Fujitsu collaborated with ARM to develop the processor; it is the first processor to use the ARMv8.2-AScalable Vector Extension SIMD instruction set with 512-bit vector implementation.[4]
It has "Four-operand FMA with Prefix Instruction",[1] i.e. MOVPRFX instruction followed by 3-operand FMA operation (ARM, like RISC in general, is a 3-operand machine, with no space for four operands), which get packed into a single operation in the pipeline. For the processor the designer claim ">90% execution efficiency in (D|S|H)GEMM and INT16/8 dot product".[1]
The processor uses 32 gigabytes of HBM2 memory with a bandwidth of 1 TB per second.[4] The processor contains 16 PCI Express generation 3 lanes[1] to connect to accelerators (hypothetical e.g. GPUs and FPGAs). The processor also integrates a TofuD fabric controller with 10 ports implemented as 20 lanes of high-speed 28 Gbit/s to connect multiple nodes in a cluster.[1] The reported transistor count is about 8.8 billion.[4]
Each A64FX processor has four NUMA nodes, with each NUMA node having 12 compute cores, for a total of 48 cores per processor.[8][2][3] Each NUMA node has its own level 2 cache, HBM2 memory, and assistant cores for non-computational purposes.[8]
Fujitsu intends to produce lower specification machines with reduced assistant cores.[2][3]Reliability, availability and serviceability (RAS) capabilities are claimed, i.e. ~128,400 error checkers in total.
In June 2020 the Fugaku supercomputer using this processor reached 442 petaFLOPS and became the fastest supercomputer in the world.
Implementations
Fujitsu designed the A64FX for the Fugaku. As of June and November 2020, the Fugaku is the fastest supercomputer in the world by TOP500 rankings.[9] Fujitsu intends to sell smaller machines with A64FX processors.[2][3] Anandtech reported in June 2020 that the cost of a PRIMEHPC FX700 server, with two A64FX nodes, was ¥4,155,330 (c. US$39,000).[10]

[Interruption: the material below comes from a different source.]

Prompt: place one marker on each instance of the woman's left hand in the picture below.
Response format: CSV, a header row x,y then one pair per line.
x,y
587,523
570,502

Cray is developing supercomputers using the A64FX.[11][12] The Isambard 2 supercomputer is being built for a consortium in the United Kingdom, led by the University of Bristol and also including the Met Office, using the Fujitsu processors.[13][14] It is an upgrade to the Isambard supercomputer which was built with the Marvell ThunderX2, another ARM architecture microprocessor.[14]